Euséb. Prépar. liv. IX. sur la fin, «Mégasthéne dit (c'est Abydéne qui parle) que Nabuchodonozor a surpassé Hercule en courage & par la grandeur de ses actions: qu'il a poussé ses Conquêtes jusques dans l'Afrique & dans l'Espagne, & qu'il avoit envoyé sur le rivage droit du Pont Euxin, des Colonies composées de ceux qu'il avoit fait prisonniers dans ces guerres. Outre cela les Chaldéens racontent que le Roi étant un jour monté sur le haut de son Palais, tint ce discours prophétique en présence d'un grand nombre de personnes. Écoutez vous habitans de Babylone. Moi Nabuchodonozor ai à vous annoncer une calamité extrême, qui est prête à vous acabler, & sur laquelle ni Bélus le chef de nôtre race, ni la Reine Beltis, n'ont jamais pu fléchir les Parques. Il viendra un mulet de Perse, qui aidé de vos Dieux mêmes, vous réduira en servitude. Un Méde, qui avoit été jusques là aux Assyriens un sujet de se glorifier, se joindra à lui pour vous perdre. Ah, plût aux Dieux qu'avant qu'il nous trahît, il fût plongé au fond de la mer, ou qu'entraîné malgré lui dans des lieux déserts & inhabitez, receptacles des bêtes & des oiseaux, il y errât parmi les rochers le cette de ses jours! Que les Dieux ne m'ont-ils retiré avant que de me faire entrevoir un avenir si funeste! Après qu'il eut prononcé ces paroles, il disparut tout d'un coup.»

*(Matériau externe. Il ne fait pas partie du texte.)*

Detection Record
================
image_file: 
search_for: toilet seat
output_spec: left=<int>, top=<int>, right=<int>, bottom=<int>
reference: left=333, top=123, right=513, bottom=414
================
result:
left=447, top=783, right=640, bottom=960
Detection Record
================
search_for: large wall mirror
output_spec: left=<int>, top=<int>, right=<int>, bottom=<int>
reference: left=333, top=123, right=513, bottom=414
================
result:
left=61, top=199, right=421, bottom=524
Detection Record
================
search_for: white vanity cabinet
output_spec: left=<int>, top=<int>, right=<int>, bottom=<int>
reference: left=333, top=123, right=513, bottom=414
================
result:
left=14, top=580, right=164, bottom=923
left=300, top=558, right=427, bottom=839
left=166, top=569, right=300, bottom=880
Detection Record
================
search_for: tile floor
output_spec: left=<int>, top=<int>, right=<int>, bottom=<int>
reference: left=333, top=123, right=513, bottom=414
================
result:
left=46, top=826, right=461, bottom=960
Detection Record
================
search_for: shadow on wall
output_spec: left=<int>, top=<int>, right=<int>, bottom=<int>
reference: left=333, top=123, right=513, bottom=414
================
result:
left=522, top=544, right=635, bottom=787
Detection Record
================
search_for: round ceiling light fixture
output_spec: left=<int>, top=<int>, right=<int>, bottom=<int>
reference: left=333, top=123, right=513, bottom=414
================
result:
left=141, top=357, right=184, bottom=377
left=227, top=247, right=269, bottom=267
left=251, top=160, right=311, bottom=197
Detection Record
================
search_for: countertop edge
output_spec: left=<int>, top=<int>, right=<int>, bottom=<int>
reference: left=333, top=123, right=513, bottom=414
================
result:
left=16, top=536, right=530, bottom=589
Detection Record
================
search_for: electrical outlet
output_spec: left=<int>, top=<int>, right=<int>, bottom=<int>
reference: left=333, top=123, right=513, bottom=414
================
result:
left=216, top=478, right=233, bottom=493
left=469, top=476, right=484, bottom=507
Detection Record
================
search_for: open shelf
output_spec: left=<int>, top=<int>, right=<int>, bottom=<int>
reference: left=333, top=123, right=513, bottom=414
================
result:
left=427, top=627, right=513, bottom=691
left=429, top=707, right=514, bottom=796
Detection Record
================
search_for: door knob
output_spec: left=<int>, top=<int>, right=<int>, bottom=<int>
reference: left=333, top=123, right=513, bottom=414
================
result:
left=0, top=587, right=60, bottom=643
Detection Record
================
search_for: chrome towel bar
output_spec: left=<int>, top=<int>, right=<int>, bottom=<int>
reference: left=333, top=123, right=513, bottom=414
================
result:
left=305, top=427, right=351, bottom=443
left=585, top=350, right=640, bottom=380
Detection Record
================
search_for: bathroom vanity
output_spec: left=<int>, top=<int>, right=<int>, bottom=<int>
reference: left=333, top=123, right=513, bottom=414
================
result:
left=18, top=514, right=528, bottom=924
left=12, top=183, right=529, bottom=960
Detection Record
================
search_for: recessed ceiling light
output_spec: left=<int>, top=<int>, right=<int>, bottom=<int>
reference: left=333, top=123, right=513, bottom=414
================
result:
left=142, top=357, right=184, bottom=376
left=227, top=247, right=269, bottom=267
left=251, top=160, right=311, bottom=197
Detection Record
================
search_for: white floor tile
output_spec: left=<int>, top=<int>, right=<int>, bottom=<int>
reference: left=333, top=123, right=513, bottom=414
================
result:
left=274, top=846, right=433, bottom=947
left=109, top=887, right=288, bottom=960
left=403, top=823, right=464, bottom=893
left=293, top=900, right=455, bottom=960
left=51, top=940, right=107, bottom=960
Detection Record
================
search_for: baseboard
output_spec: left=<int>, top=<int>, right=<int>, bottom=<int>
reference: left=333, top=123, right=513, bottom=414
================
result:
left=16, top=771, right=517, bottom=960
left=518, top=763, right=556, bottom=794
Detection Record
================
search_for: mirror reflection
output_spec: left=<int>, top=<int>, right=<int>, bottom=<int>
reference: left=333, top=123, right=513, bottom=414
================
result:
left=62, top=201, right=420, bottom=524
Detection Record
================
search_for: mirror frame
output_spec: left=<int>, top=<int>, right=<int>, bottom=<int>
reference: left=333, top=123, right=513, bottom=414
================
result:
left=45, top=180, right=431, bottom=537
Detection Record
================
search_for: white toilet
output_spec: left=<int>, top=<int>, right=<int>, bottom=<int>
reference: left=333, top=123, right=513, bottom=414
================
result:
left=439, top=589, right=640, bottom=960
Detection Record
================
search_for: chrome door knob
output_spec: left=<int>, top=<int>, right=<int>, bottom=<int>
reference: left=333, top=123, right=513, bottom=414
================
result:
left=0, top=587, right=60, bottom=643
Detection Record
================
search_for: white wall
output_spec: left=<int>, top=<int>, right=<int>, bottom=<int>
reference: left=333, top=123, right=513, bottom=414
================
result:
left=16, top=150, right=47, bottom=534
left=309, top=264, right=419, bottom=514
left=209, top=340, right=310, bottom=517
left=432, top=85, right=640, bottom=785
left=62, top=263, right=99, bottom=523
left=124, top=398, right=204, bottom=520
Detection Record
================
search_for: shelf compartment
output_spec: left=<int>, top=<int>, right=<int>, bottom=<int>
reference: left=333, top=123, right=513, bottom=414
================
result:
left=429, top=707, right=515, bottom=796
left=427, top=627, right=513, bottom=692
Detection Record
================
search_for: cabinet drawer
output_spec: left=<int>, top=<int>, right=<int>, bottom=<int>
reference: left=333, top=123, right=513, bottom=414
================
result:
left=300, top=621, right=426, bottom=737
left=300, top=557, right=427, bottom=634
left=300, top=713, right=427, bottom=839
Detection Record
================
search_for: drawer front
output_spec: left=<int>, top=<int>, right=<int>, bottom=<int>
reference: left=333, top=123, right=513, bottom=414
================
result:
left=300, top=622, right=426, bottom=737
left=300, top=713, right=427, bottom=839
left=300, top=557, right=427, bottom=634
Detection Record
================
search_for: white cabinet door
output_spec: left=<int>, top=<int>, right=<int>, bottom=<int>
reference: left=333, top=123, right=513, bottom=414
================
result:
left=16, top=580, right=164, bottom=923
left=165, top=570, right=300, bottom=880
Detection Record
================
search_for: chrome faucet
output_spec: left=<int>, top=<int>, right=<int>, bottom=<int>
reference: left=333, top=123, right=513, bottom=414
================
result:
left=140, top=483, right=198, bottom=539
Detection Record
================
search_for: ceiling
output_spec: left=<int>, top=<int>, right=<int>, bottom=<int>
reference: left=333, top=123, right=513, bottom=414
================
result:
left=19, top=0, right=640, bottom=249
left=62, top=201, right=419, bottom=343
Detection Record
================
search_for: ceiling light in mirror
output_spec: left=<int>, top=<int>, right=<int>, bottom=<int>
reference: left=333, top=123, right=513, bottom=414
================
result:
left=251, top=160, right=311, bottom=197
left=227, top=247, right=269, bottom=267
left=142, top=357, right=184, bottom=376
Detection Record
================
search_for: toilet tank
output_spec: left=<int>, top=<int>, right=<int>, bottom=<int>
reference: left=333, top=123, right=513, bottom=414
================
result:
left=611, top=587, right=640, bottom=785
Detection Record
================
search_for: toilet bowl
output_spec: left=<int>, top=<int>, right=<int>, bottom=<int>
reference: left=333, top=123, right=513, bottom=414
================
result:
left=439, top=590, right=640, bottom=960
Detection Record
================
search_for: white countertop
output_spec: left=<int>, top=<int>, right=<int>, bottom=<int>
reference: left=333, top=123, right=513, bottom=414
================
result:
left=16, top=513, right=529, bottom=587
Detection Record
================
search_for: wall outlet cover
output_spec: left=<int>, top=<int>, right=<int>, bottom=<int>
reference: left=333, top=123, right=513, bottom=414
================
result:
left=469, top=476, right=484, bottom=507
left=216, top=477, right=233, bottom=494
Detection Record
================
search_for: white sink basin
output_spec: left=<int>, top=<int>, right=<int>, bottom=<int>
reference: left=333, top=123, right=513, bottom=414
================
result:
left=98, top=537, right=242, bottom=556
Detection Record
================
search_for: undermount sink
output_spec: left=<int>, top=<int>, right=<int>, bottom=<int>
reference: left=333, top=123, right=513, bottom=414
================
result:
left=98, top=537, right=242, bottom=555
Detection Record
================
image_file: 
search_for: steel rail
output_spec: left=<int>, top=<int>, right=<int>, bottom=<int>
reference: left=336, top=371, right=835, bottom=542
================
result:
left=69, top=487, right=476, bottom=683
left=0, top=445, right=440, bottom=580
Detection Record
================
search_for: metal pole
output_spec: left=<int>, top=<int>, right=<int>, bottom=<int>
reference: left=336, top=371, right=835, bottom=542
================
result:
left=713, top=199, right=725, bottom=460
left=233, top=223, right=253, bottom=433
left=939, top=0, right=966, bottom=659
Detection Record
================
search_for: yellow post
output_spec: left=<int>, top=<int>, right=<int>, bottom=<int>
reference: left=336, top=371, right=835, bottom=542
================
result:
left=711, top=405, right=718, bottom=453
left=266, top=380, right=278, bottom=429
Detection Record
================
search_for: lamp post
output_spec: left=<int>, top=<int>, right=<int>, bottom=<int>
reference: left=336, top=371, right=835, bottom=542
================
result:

Le même Eusébe dans un autre endroit raporte encore ces paroles d'Abydéne. «On dit qu'autrefois l'endroit où Babylone est bâtie, étoit un grand amas d'eaux, auquel on donnoit le nom de Mer: que Belus l'ayant asséché, partagea le fonds entre plusieurs de ses Sujets, y bâtit Babylone, qu'il entoura de murailles: que ces murailles ayant été consumées par le tems, Nabuchodonozor en fit de nouvelles, dont les portes étoient d'airain, & qui demeurérent sur pié jusqu'au tems d'Alexandre le Grand.»
Joséphe Rép. à Appion liv. I. ch. 7. produit un passage de l'Histoire des Phéniciens, qui est digne d'être raporté ici, tant parce qu'il parle de Nabuchodonozor, que parce qu'il contient la suite des Rois & des Juges de Tyr, depuis Ithobal jusqu'à Irom, c'est-à-dire, jusqu'au tems de Cyrus. «Durant le Régne d'Ithobal, Nabuchodonozor assiégea la Ville de Tyr. Baal succéda à Ithobal, & régna dix ans. Après sa mort le Gouvernement passa des Rois à des Juges. Ecnibal fils de Baslach, exercea cette Dignité durant deux mois. Chelbés fils d'Abdée l'exercea dix mois; le Pontife Abdar deux mois; Mytgon & Gerastrate fils d'Abdebyme 6 ans; Balator 1 an. Après on envoya querir en Babylone Merbal qui régna 4 ans, & Irom son frére qui lui succéda régna 20 ans. Cyrus Roi de Perse régnoit aussi alors: & tous ces tems ajoûtez ensemble reviennent à 54 ans, trois mois. Ce fut en la septième année du Régne de Nabuchodonozor que commença le siége de Tyr, & en la quatorzième année du Régne d'Irom que Cyrus Roi de Perse vint à la Couronne.» On voit aussi dans Joséphe un passage d'Hécatée qui porte que les Perses (par où il entend les Babyloniens) avoient emmené en Babylone, plusieurs milliers de Juifs. Clément, Stromat. I. raporte un témoignage de Demétrius sur ce même événement, & sur la guerre de Sennachérib.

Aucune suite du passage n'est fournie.